When your callback is called you know that the data changed but you don’t know why. Was the Order placed by the user. Was it placed by an POS operator which is a different process. Was it paid, refunded, cancelled? We don’t know. Or we do based on state attribute which in many cases is an antipattern as well. Sometimes it is not a problem that you don’t know this because you just send some data in your callback. Other times it can be problem.

Imagine that when User is registered via API call from from mobile or by using a different endpoint in a web browser we want to send a welcome email to them. Also when they join from Facebook. But not when they are imported to our system because a new merchant decided to move their business with their customers to our platform. In 3 situations out of 4 we want a given side effect (sending an email) and in one case we don’t want. It would be nice to know the intention of what happened to handle that. after_create is just not good enough.

Domain Events

What I recommend, instead of using Active Record callbacks, is publishing domain events such as UserRegisteredViaEmail, UserJoinedFromFacebook, UserImported, OrderPaid and so on… and having handlers subscribed to them which can react to what happened. You can use one the many PubSub gems for that (ie. whisper) or rails_event_store gem if you additionally want to have them saved on database and available for future inspection, debugging or logging.

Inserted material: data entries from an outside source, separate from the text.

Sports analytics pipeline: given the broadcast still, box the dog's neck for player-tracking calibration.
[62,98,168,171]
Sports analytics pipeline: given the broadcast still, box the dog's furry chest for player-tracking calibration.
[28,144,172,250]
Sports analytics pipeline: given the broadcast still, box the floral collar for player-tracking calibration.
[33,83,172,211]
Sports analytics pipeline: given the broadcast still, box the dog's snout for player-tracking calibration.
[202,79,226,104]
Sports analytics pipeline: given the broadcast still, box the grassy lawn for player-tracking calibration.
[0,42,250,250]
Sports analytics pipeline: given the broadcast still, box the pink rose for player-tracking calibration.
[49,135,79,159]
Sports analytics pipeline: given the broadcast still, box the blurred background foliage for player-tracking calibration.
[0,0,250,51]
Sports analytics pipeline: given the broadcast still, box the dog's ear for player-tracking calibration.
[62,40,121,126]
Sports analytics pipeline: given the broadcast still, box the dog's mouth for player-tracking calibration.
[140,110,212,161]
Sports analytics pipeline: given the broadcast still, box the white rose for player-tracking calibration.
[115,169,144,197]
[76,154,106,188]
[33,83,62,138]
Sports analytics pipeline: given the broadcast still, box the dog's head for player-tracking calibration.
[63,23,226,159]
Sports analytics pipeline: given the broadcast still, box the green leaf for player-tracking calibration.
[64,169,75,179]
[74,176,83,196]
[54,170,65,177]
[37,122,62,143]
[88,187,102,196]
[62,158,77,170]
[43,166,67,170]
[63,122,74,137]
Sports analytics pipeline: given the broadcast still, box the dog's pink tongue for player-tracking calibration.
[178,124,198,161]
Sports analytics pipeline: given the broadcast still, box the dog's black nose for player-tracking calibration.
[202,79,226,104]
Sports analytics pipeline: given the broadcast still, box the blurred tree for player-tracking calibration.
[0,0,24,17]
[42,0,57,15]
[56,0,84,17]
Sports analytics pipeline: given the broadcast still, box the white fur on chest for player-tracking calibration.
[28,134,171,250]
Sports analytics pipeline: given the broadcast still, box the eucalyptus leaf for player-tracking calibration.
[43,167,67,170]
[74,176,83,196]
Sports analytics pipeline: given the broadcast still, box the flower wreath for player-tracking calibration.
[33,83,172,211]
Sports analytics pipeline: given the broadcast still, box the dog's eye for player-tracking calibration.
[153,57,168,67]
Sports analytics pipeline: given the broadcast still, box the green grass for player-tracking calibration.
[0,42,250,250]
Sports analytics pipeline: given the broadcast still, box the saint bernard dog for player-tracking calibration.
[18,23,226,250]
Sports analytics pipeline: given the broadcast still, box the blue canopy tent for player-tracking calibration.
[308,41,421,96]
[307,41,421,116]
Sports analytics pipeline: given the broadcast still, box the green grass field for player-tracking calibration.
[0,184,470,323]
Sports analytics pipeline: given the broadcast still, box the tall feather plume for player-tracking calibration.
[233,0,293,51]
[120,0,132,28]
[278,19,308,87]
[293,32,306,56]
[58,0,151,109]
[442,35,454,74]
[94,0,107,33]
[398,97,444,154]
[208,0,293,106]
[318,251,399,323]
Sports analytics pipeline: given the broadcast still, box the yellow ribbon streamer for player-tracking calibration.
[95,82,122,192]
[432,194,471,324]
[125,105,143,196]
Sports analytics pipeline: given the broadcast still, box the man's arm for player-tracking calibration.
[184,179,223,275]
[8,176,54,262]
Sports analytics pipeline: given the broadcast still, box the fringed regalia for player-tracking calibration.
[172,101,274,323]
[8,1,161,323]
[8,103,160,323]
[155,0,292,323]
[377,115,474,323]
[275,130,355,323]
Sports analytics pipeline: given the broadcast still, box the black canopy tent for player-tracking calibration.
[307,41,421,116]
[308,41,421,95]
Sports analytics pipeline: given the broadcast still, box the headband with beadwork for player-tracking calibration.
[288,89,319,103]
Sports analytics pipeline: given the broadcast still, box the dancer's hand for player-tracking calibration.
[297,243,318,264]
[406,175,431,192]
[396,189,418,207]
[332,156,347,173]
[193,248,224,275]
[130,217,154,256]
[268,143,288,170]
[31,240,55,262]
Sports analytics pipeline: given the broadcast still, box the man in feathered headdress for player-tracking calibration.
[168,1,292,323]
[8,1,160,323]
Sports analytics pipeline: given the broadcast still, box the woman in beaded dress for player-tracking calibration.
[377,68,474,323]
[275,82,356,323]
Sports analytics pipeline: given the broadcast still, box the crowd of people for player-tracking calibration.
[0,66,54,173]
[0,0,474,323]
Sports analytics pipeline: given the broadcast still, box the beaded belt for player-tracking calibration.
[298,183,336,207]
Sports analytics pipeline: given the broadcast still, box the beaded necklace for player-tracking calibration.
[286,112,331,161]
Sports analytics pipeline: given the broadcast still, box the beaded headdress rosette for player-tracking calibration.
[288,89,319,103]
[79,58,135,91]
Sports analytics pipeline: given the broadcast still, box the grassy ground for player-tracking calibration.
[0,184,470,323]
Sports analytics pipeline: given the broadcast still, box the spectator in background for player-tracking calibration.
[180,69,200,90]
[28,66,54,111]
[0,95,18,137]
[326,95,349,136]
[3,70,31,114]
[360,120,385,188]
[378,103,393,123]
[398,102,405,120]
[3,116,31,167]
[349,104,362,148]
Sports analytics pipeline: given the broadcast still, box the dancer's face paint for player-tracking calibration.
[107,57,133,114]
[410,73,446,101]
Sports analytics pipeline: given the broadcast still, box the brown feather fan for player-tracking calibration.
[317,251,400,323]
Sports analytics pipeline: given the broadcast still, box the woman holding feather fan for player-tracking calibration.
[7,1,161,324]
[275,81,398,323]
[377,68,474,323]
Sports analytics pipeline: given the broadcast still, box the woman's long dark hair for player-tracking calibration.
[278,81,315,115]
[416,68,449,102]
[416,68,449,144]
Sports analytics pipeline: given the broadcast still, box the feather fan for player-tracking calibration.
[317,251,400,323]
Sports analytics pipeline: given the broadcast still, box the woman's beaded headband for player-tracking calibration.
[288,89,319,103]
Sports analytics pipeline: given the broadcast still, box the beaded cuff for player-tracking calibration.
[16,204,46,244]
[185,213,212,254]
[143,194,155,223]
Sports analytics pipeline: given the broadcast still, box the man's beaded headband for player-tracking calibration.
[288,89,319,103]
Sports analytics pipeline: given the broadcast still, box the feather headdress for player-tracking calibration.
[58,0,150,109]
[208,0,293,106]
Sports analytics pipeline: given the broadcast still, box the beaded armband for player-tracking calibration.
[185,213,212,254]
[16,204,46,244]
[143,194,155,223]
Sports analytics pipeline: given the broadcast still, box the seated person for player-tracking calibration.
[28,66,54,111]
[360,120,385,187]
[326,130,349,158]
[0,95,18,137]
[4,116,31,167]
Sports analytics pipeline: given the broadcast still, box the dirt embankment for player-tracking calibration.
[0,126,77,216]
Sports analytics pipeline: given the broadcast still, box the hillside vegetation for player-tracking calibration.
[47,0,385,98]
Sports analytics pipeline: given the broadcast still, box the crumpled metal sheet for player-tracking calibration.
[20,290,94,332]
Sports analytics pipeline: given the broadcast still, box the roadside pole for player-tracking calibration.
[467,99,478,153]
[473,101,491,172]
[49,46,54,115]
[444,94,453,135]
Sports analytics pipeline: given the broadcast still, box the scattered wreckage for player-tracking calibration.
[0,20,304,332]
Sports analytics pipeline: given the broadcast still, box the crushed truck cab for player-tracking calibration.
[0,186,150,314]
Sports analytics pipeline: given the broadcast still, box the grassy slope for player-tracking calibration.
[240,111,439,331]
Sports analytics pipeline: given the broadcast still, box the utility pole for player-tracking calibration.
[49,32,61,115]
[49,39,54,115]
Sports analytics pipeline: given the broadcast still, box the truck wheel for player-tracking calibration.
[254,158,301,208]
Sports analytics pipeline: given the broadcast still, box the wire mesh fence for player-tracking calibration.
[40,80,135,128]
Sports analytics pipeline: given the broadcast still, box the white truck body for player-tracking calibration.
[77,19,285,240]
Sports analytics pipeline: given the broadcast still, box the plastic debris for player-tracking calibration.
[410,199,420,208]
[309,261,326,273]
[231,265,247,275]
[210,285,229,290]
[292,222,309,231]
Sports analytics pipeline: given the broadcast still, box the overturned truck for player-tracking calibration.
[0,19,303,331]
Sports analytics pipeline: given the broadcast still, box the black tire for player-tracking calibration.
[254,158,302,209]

If you want to know more about this approach you can now watch my talk: 2 years after the first domain event – the Saga pattern. I describe how we started publishing domain events and using them to trigger sideeffects. You can use that approach instead of AR callbacks.

After some time whenever something changes in your application you have event published and you don’t need to look for places changing given model, because you know all of them.